2. Climate Stability Is Becoming a Housing Factor
While not always part of traditional real estate conversations, climate resilience is increasingly influencing long-term housing demand.
The Upper Midwest is more insulated from many of the climate-related disasters impacting other parts of the U.S., and that stability is quietly shaping migration patterns. Over time, this contributes to sustained housing demand.
3. Ongoing Housing Shortages
Housing inventory remains tight—and there’s little indication that this will change quickly.
- New construction remains expensive
- Building material costs continue to be impacted by tariffs
- Labor shortages are worsening due to immigration crackdowns that reduce the availability of skilled workers on job sites
Fewer homes being built means continued pressure on prices, even in a calmer market.
What to Watch Heading Into 2026
No market is without risk, and it’s important to stay realistic.
Employment trends matter, and national unemployment rates have been increasing.

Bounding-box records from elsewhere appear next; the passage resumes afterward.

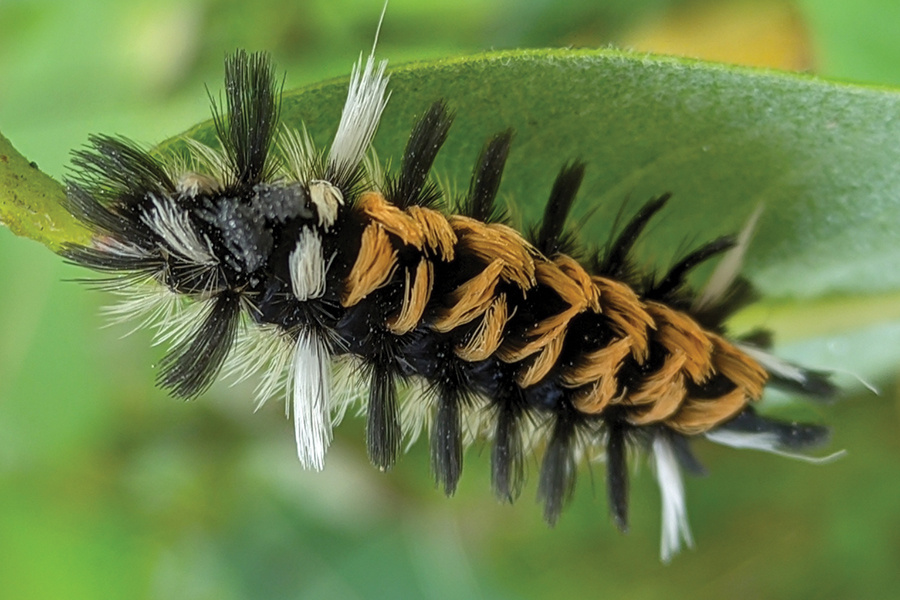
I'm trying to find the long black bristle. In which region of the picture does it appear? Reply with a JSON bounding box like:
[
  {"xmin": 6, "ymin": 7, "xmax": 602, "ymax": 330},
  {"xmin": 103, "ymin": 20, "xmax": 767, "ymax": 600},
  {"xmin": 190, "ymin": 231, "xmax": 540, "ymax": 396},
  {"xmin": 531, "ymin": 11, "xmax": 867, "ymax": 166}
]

A weakening job market can always influence buyer confidence. That said, real estate is deeply local.

When you look specifically at Minneapolis and the broader Upper Midwest, the fundamentals remain strong: stable demand, limited supply, relative affordability, and long-term desirability.
Why a “Normal” Market Is Actually Good News
This isn’t the frenzy of 2021, and it isn’t a market falling apart either.
It’s a steadier environment where:
- Buyers can make thoughtful decisions
- Sellers still benefit from constrained inventory
- Pricing is supported by fundamentals rather than hype
For people who understand the local market, this kind of balance can be incredibly healthy—especially as we look toward 2026.
Final Thoughts
If you’re buying, selling, or considering a move to Minneapolis, understanding local conditions matters far more than national headlines. The Twin Cities market continues to show resilience, stability, and long-term promise—even as other regions experience very different outcomes.
As always, all real estate is local. And right now, Minneapolis is quietly—and confidently—holding its ground.